The Cybersecurity and Infrastructure Security Agency (CISA) said that federal agencies should patch CVE-2023-38180 as soon as possible after active attacks were spotted in the wild.
"These types of vulnerabilities are frequent attack vectors for malicious cyber actors and pose significant risks to the federal enterprise," CISA said in its advisory.
While CISA does not have much authority over private-sector companies, the agency's advisories are widely watched by the IT industry and used as a prompt to patch specific bugs.
The bug was addressed by Microsoft in this week's Patch Tuesday bundle. Users and administrators are advised to test out and patch the vulnerabilities as soon as possible.
CVE-2023-38180 describes a denial of service vulnerability in .NET and Visual Studio.

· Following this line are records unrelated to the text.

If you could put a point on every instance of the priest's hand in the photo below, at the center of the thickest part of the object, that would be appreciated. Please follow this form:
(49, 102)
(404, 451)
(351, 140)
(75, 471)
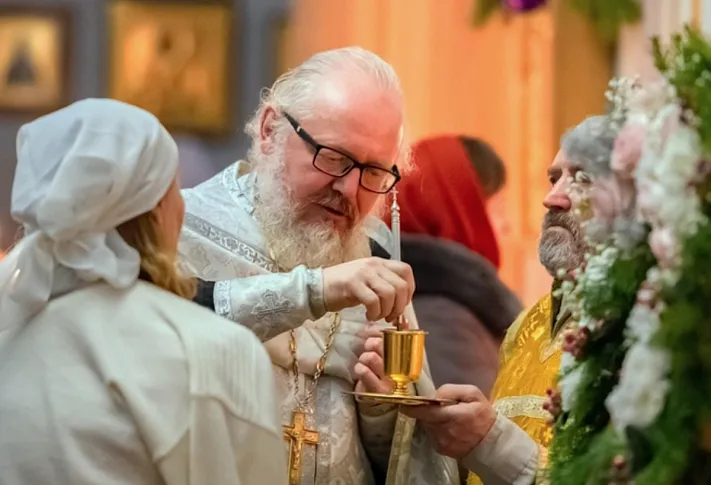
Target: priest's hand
(369, 370)
(455, 430)
(384, 287)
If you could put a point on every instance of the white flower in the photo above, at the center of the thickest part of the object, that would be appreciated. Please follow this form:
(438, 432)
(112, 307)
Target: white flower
(643, 323)
(665, 246)
(640, 395)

In practice, a successful attack would require the attacker to have network access to the vulnerable system.
While denial of service flaws are generally considered less serious than other types of vulnerabilities, this bug received a relatively high common vulnerability scoring system (CVSS) score of 7.5 due to its availability.
Microsoft says that the exploit code for the flaw had been released as a proof of concept.
The vulnerability was one of 84 patches to be addressed in the Patch Tuesday update, and was lost in the mix as experts focused on bugs that had a higher severity score, such as remote code execution.
While Microsoft said at the time that no public exploits were available for any of the vulnerabilities, the day after Patch Tuesday releases are so notorious for exploit releases that its unofficial nickname in information security circles is "Exploit Wednesday."
That will be particularly true this week, as the community gathers in Las Vegas for the Black Hat and Defcon security conventions, a week otherwise known as "Hacker Summer Camp." No doubt many will be gathering for drinks and exchanging valuable security intelligence after having one (or several) too many.
Administrators overlook lower-severity vulnerabilities at their (and their company's) own peril. Attackers tend not to have much regard for CVSS scores, and supposedly low-risk vulnerabilities can often be "chained" together in exploits to create far greater risk.